A panel of dispute-settlement experts backed the legality of Australia’s 2011 measure on Thursday. Australia requires tobacco companies to sell their products in drab, brown cardboard packages with standardized fonts.
Some governments have hesitated to implement such measures after a group of tobacco-producing countries sued Australia for allegedly violating WTO intellectual-property rules and setting illegal barriers to trade when it became the first country to implement plain packaging in 2011. Philip Morris International Inc. and Japan Tobacco Inc. have argued that such rules could set a precedent for other countries to implement new labeling rules for tobacco, alcohol and junk food, plus they make it easier for cigarettes to be counterfeited.
“Tobacco plain packaging is an evidence-based measure that WHO recommends as part of a comprehensive approach to tobacco control,” said Tarik Jasarevic, a WHO spokesman, in an email. “A positive decision from the WTO panel is likely to accelerate global implementation.”
The ruling affirmed Australia’s right to impose tobacco plain-packaging rules because WTO agreements contain exemptions that permit countries to implement regulations deemed necessary to protect the health of their citizens.
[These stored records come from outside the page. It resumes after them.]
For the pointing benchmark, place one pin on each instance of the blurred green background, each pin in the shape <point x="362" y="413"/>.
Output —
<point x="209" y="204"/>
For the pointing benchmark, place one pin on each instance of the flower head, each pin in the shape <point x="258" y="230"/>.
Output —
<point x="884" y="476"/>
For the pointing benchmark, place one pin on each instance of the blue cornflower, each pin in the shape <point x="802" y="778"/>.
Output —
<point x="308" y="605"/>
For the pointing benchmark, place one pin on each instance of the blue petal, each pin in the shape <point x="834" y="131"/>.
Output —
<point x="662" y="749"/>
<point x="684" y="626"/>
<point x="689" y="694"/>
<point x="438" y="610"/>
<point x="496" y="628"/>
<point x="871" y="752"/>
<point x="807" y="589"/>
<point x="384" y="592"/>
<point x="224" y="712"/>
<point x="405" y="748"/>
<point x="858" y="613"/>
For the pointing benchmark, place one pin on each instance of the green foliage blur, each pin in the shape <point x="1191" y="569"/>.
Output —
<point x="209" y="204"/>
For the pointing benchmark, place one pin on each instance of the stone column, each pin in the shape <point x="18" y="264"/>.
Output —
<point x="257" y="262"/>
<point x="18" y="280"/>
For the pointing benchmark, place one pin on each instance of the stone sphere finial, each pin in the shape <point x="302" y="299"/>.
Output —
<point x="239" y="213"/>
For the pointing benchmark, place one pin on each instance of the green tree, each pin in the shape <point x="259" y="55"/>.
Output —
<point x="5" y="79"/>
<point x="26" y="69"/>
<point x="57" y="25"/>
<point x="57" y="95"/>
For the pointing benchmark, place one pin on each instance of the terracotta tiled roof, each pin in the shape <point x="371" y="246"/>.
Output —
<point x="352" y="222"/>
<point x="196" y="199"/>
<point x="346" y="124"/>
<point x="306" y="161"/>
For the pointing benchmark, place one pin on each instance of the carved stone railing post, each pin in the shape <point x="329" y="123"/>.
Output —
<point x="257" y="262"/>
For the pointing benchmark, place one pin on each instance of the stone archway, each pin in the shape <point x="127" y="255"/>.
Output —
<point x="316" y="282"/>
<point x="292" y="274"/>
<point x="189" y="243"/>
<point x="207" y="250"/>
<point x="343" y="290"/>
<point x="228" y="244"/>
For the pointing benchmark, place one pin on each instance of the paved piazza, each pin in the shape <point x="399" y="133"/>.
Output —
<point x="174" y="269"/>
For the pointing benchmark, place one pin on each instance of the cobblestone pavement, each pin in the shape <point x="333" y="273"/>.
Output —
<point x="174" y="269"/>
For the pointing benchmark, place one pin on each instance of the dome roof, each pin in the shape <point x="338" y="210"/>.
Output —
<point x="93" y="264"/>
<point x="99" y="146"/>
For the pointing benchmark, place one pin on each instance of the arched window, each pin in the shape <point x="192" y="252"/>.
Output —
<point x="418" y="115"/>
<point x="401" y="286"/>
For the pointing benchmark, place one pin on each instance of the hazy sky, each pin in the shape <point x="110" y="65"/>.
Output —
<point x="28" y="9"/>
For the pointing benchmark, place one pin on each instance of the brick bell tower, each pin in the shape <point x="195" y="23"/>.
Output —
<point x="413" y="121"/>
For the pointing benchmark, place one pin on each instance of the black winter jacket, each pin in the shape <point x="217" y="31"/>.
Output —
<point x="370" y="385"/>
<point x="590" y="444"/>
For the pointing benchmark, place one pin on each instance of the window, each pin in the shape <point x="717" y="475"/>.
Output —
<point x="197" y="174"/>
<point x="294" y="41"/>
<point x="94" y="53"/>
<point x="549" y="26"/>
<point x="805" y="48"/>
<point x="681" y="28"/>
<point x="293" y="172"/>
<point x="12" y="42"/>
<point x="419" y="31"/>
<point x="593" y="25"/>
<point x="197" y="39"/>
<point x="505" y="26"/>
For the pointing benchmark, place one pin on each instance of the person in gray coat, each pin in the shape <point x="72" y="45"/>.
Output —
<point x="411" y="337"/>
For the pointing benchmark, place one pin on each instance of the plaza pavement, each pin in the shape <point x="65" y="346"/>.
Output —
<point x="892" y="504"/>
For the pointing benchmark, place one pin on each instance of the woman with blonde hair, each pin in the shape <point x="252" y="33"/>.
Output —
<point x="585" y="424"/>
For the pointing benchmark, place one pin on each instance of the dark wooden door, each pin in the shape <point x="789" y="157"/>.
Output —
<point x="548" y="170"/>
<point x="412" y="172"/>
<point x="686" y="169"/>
Bloomberg News reported last year that the WTO sided with Australia, citing people close to the situation. The official notification took time because of the complexity of the issue and translation requirements.
A long list of countries including Belgium, Canada, Colombia, India, Panama, Malaysia, Turkey and Singapore are considering plain-packaging measures. So far, France, Hungary, Ireland, New Zealand, Norway, Slovenia and the U.K. have already passed such rules.
Tobacco is the leading cause of preventable death and disability in Australia and smoking is estimated to kill almost 19,000 Australians a year, according to the Australian Department of Health.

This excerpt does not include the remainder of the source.